If you spend enough time working in sales operations, it can be natural to think of closing as your team's sole end point. After all, until you've converted a prospect, little matters beyond getting that signature down.

But @@the work of a good sales team is not finished with signing.@@ Because the prospect-turned-client's relationship with your company will continue after closing in a new phase, how smoothly you arrange that transition to the new phase is essential. It's the difference between a one-time client and a repeat client.

There are simple and effective steps a sales team can take to make sure that the relationship is an enduring one. Keep the following tips in mind to help keep every prospect happy.

sales operation timetable

1. Give the client a clear timetable.

As in any relationship, it is absolutely essential that you and the client are on the same page—in this case, this means the prospect must know the process and timetable by which you will proceed. What day can your client next expect to hear something from you? What service will be delivered first? When do you expect to finish?

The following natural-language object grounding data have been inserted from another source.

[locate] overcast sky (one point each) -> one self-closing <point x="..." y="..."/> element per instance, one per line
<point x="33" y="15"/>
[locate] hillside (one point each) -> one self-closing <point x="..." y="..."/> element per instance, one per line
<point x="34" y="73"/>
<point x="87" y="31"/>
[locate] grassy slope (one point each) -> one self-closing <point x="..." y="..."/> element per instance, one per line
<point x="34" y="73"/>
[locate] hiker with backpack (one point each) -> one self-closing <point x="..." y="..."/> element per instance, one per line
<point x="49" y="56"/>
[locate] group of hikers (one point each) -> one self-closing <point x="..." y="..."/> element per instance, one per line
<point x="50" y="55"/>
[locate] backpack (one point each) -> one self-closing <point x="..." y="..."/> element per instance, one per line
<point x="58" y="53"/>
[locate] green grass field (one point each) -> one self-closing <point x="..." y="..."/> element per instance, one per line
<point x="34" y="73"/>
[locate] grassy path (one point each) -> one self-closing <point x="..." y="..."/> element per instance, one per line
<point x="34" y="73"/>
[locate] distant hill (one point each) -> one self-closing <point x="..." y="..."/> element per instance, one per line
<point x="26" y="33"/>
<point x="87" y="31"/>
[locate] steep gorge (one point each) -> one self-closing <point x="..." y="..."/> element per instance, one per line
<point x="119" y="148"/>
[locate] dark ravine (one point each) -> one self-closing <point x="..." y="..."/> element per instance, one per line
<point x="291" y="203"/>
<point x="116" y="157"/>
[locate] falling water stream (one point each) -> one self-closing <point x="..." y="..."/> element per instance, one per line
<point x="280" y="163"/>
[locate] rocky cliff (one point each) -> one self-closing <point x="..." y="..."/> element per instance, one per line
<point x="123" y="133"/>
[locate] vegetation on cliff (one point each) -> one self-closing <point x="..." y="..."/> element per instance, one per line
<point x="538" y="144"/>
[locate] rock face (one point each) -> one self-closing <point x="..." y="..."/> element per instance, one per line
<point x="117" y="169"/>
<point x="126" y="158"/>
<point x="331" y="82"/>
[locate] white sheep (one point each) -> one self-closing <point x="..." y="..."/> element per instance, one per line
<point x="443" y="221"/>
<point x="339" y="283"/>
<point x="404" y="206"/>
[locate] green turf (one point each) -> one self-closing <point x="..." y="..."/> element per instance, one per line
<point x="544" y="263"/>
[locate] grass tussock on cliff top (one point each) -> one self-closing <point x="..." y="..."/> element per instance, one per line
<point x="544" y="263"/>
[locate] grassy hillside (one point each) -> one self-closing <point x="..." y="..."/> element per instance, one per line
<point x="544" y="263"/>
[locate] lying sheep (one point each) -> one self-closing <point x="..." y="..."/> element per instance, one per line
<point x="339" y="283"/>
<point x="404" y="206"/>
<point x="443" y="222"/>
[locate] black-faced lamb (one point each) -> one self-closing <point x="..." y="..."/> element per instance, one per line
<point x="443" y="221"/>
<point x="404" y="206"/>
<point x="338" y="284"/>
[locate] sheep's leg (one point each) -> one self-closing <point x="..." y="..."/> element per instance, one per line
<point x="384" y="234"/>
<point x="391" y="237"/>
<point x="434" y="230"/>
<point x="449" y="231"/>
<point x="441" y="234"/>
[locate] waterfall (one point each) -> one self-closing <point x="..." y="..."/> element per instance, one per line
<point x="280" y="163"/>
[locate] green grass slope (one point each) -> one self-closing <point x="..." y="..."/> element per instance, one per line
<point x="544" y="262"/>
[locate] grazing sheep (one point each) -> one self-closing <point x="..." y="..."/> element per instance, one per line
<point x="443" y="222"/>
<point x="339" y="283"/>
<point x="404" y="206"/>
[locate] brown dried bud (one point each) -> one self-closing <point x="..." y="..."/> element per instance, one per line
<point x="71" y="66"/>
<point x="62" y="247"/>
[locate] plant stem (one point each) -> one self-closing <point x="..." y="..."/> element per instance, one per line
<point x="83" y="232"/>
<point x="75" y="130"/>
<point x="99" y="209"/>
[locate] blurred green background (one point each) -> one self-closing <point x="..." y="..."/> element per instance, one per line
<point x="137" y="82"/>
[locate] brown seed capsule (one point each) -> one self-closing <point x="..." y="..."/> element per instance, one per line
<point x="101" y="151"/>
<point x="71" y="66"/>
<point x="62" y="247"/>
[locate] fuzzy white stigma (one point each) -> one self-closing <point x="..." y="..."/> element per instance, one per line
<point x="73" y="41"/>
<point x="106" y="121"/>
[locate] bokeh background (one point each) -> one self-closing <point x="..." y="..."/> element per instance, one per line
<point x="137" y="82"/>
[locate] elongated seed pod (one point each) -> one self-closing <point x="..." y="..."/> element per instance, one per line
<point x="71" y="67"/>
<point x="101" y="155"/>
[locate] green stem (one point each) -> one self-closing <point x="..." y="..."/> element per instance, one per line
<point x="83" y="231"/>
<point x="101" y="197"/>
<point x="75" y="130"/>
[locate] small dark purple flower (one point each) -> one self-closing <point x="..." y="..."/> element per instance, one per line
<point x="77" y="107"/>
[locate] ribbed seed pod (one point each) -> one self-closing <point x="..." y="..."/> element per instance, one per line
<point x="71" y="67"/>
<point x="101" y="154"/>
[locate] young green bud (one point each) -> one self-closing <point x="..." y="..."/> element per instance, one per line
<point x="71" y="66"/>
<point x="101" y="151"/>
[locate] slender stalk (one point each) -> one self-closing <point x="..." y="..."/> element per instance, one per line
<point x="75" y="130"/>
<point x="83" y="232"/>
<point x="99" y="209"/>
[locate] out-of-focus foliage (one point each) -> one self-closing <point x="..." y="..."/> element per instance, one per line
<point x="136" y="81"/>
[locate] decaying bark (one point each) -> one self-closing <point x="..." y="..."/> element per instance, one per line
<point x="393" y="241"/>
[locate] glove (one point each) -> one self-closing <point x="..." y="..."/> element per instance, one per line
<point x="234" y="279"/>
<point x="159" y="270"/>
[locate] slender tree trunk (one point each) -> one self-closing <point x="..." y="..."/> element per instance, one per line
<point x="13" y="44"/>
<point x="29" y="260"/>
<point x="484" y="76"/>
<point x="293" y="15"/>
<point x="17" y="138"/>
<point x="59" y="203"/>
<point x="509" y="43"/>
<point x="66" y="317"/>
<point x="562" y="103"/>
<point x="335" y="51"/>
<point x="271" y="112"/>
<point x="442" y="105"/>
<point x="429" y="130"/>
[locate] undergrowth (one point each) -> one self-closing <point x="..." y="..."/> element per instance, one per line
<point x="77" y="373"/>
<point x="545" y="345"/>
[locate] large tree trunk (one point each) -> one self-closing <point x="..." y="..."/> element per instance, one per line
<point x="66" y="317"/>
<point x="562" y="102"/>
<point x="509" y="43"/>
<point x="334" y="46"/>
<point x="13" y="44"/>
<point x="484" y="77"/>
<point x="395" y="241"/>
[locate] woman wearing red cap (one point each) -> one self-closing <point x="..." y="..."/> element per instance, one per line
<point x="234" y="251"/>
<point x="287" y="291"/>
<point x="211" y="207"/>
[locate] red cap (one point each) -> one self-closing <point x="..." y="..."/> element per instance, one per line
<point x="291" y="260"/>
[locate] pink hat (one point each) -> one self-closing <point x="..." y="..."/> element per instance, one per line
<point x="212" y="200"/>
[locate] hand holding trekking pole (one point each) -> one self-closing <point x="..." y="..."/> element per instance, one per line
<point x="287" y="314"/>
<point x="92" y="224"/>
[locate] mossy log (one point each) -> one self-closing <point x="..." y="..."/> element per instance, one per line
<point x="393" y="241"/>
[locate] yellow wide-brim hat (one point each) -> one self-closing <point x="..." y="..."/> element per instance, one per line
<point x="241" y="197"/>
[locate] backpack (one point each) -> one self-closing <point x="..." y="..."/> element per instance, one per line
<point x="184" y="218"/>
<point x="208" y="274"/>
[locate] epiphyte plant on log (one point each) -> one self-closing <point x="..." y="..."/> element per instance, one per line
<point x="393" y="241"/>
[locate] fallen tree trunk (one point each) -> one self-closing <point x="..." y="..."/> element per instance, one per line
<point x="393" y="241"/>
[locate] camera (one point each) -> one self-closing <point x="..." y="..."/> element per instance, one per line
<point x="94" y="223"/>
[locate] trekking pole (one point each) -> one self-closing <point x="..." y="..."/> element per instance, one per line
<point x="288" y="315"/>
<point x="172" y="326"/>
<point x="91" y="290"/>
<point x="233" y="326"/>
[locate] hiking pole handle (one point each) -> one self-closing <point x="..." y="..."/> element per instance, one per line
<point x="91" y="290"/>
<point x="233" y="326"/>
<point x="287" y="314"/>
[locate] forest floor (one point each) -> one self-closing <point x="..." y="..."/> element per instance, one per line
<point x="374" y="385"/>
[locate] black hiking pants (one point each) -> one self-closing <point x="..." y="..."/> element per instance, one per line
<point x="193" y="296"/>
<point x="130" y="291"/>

Even if all this information is spelled out in your initial proposal, essential information bears repeating in order to be sure there is no confusion or miscommunication. If nothing else, the client will likely find it helpful to have important information in one place.

And even if your answers to some of those questions are vague, just their being in place will give a client satisfaction in knowing that you are taking their needs seriously.

Remember: this is partially an automated process. In sales operations, effective relationship management is a mix of QRM software and the human touch.

2. Check in with them.

This point is also about making sure the information channels between you and the prospect are kept nice and open, with updates flowing both to and from the client.

As the sales rep who made the deal, you will have the strongest relationship with the client and must drive—and participate in—communications accordingly. A three-minute call to ask the client if they're satisfied or if they have any concerns can make all the difference. Hopefully they don't have any and they'll just be pleased that you care. And if they do have any, you can help arrange a fix.

Either way, a quick call can keep your client happy and strengthen the relationship—and that means they're more likely to be your client again in the future.

sales operations thank you note

3. Send a thank you.

This is probably one of those pieces of good advice your mother always tried to teach you but that always slips your mind, like keeping your elbows off the table. But she's right that sending a thank you note is important to keeping your relationships going.

Of course it hardly matters what you say, so don't worry about what card you pick or agonize over the words. The thank you card is just a symbolic gesture: it is your way of saying you appreciate your client taking a chance on you. Send it in the mail so that your client will have a little something in hand to remind them of you.

In the end, all these steps are about maintaining the good relationship you began to build while closing the sale—the key, as to all relationships, is good and frequent communication.